Explainability Might not be All You Need

Statistical machine learning models, including deep learning models, have demonstrated exceptional performance in various applications. Nevertheless, both critics and advocates concur on one weekness: that the inner workings of the model are opaque.

AI experts, especially those who experienced the second AI boom, advocate for the need of interpretability — the capacity to examine, comprehend, and adjust the model as needed. This perspective stems from the era of GOFAI (Good Old Fashioned AI), where models were primarily symbolic and can be thoroughly inspected by human experts.

Advocates of the more recently developed, superior deep learning models often dimiss the notion that interpretability is essential.
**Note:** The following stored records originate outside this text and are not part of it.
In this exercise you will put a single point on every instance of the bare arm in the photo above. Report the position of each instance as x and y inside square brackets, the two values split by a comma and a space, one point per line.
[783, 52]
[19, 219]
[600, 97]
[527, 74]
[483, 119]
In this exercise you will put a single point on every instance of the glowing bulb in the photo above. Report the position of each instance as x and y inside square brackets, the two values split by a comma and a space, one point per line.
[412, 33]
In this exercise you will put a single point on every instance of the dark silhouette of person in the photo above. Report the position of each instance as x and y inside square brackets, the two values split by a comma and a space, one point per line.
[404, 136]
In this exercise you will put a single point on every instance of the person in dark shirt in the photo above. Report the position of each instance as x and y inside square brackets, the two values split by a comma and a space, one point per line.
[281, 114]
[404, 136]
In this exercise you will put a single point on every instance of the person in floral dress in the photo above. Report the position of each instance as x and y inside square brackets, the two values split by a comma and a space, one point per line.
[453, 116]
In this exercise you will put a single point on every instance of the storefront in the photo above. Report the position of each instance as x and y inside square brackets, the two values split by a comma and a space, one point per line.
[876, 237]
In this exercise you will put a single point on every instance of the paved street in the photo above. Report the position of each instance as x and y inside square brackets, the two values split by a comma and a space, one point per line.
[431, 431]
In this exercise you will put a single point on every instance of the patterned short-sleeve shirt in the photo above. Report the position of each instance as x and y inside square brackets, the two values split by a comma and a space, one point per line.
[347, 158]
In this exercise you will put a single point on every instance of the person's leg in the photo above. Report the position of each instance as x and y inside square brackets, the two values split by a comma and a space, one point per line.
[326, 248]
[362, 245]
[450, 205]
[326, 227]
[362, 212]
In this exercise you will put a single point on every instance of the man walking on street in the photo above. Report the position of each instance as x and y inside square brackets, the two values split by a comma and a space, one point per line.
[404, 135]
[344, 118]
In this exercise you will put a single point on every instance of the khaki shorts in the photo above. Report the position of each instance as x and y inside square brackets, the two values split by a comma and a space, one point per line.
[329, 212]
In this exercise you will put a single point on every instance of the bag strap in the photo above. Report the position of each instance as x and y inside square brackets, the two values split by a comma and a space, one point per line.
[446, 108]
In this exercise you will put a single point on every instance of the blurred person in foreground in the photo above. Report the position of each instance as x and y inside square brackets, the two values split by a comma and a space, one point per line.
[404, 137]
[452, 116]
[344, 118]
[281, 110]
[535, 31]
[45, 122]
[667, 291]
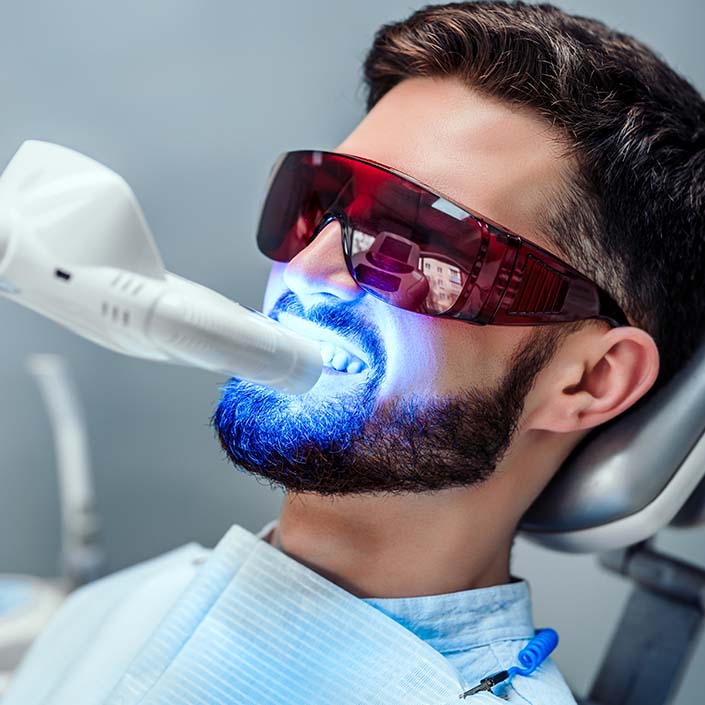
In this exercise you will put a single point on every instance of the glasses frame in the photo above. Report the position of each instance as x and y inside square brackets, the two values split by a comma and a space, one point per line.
[531, 286]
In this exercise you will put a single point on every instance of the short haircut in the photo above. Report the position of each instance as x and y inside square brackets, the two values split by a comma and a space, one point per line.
[633, 215]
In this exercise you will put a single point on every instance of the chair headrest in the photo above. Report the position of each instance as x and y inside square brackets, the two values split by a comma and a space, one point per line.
[632, 476]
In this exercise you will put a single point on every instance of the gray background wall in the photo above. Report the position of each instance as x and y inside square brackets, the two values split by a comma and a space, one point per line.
[191, 101]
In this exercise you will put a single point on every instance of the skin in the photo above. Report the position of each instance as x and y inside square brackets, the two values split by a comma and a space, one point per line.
[505, 163]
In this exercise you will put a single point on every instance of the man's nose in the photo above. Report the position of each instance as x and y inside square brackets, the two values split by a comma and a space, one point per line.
[320, 268]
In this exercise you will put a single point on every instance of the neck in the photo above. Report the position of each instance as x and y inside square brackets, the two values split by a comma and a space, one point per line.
[399, 545]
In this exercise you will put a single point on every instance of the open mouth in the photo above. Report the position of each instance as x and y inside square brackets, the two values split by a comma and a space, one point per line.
[341, 360]
[337, 353]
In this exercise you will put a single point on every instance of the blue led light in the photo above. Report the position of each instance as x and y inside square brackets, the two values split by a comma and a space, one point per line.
[257, 424]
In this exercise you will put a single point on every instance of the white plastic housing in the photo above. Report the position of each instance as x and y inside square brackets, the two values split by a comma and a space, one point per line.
[75, 247]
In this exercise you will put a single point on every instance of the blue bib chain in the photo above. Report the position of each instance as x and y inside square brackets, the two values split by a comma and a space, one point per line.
[530, 657]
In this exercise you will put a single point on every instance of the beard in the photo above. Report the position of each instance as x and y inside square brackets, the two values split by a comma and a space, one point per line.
[337, 439]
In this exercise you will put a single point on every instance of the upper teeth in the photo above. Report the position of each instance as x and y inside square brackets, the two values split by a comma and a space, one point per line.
[340, 359]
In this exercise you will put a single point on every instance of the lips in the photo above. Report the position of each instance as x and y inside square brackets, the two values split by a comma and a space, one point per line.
[337, 353]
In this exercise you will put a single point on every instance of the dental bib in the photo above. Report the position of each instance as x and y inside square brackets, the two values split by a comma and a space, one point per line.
[256, 627]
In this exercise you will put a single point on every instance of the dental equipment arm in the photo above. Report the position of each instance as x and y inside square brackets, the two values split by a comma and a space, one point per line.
[75, 247]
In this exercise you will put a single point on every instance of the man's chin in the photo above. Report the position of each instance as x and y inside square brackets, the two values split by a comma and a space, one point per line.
[259, 427]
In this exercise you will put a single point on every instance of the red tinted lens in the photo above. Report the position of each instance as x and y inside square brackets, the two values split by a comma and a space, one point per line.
[301, 190]
[404, 244]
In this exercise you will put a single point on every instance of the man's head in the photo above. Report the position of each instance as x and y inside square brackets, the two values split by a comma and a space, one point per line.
[571, 135]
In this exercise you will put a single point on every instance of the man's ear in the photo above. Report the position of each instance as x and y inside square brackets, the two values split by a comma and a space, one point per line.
[594, 376]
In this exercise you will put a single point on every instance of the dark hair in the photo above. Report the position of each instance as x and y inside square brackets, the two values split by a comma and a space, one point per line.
[633, 216]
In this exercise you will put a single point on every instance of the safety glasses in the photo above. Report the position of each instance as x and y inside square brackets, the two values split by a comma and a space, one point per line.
[418, 250]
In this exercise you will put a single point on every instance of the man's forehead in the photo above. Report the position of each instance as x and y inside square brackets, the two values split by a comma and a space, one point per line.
[498, 160]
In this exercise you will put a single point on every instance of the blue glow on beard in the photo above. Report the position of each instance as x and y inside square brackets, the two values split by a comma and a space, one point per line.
[263, 428]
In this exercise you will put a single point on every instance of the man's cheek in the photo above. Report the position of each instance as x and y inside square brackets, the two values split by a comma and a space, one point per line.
[275, 286]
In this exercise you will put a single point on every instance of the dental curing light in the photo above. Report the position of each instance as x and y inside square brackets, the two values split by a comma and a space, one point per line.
[75, 247]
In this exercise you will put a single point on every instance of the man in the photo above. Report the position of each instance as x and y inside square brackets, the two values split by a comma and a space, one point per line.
[410, 464]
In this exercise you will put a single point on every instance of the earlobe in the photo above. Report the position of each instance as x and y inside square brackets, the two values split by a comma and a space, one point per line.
[613, 370]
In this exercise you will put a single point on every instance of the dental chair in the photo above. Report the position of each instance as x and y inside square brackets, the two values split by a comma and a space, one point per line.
[642, 472]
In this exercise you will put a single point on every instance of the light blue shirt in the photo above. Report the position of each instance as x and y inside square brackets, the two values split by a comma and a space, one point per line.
[481, 632]
[97, 634]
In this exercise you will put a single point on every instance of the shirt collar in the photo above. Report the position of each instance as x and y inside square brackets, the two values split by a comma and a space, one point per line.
[459, 621]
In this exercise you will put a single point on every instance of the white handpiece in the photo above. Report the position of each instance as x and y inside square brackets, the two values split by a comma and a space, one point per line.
[75, 247]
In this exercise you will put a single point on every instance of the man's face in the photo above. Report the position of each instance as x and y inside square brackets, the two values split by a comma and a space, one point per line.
[439, 400]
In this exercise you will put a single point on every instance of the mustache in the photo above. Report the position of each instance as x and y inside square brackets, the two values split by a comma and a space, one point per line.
[343, 318]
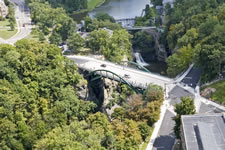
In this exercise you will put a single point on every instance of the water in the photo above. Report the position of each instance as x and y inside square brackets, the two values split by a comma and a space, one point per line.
[121, 9]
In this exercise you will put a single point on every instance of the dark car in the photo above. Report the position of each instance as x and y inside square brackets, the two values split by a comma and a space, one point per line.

They argue that if a model achieves sufficient accuracy, there is no need for interpretability.

Indeed, they would have a point if it were possible for a model to achieve 100% accuracy in real-world scenarios. If a model were infallible, there would be no need to modify or inspect its mechanisms.

Regrettably, with the technology we possess today, crafting a model that attains such perfect accuracy is improbable, particularly in a constantly evolving world. Therefore, acknowledging that our models will inevitably err to a significant degree, it becomes critical to comprehend when and how they might fail.
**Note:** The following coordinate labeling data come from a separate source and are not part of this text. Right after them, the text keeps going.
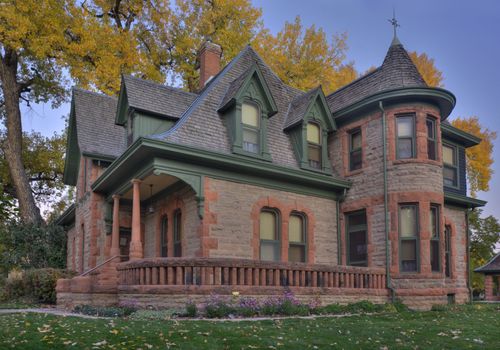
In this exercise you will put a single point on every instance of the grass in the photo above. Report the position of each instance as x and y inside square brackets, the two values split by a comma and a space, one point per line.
[462, 327]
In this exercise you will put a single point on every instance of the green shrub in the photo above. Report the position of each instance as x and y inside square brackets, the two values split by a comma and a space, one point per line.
[103, 311]
[40, 284]
[191, 309]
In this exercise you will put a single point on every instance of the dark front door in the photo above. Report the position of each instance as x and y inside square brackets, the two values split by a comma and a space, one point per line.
[125, 237]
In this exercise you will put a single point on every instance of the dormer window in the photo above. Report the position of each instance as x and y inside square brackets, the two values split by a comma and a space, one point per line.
[314, 145]
[250, 119]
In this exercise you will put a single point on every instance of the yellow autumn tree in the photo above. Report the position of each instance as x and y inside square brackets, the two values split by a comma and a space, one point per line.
[304, 58]
[425, 65]
[480, 157]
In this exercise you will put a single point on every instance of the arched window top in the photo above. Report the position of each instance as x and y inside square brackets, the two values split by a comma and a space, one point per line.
[250, 114]
[313, 133]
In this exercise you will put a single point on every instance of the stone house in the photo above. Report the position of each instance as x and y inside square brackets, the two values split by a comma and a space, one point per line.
[253, 186]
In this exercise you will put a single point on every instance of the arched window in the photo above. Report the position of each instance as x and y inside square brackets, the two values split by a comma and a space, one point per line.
[270, 235]
[314, 145]
[177, 233]
[297, 237]
[164, 236]
[250, 118]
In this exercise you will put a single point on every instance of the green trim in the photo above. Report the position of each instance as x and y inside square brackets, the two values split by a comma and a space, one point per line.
[460, 136]
[199, 162]
[462, 201]
[67, 218]
[416, 238]
[443, 98]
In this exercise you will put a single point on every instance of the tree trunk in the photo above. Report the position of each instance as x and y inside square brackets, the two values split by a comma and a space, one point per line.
[29, 212]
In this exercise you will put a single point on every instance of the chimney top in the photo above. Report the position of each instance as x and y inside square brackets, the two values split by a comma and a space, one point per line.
[209, 60]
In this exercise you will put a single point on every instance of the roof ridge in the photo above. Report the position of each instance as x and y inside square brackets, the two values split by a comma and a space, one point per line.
[199, 98]
[152, 82]
[100, 94]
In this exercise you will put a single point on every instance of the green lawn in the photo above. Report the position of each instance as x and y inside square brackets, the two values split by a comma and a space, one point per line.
[468, 327]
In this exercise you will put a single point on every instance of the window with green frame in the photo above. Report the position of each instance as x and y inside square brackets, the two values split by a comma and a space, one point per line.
[408, 238]
[405, 137]
[356, 232]
[430, 122]
[435, 238]
[163, 236]
[177, 236]
[355, 150]
[450, 165]
[314, 147]
[297, 237]
[270, 235]
[250, 120]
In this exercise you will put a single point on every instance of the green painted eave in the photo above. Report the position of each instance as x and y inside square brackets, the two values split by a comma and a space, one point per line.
[442, 98]
[460, 136]
[137, 161]
[67, 218]
[462, 201]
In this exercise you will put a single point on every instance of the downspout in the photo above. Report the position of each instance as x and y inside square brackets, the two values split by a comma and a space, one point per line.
[339, 245]
[386, 200]
[468, 255]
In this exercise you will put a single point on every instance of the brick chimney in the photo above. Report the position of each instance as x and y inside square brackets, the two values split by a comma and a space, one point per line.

While interpretability is valuable, on its own, it's not enough. To construct a model capable of handling complex real-world situations, a highly intricate model is required. A dense symbolic model comprised of thousands, or even hundreds of thousands, of rules is just as impenetrable as a statistical model with numerous floating-point numbers. In both cases, the complexity renders them inscrutable to human understanding.

Enter the realm of explainable AI (XAI). Advocates of XAI argue that, by having a model that can be explained, rather than insisting on a comprehensible symbolic model from the start, we can enjoy the high performance of a black box deep learning model with gaining insights into its predictions. To achieve this, they suggest using sophisticated techniques to extract explanations from "black box" deep learning models for specific predictions.

Nonetheless, this approach is not without its challenges. The first issue is that most explainability techniques are applied to individual predictions, failing to shed light on the model's behavior for other instances. Second, since these techniques are usually implemented in addition to the model, there's no assurance that the explanations given are truly reflective of the model's decision-making process. Lastly, while these techniques aim to generate "explanations," they often overlook the crucial aspect of whether the end user can comprehend these explanations.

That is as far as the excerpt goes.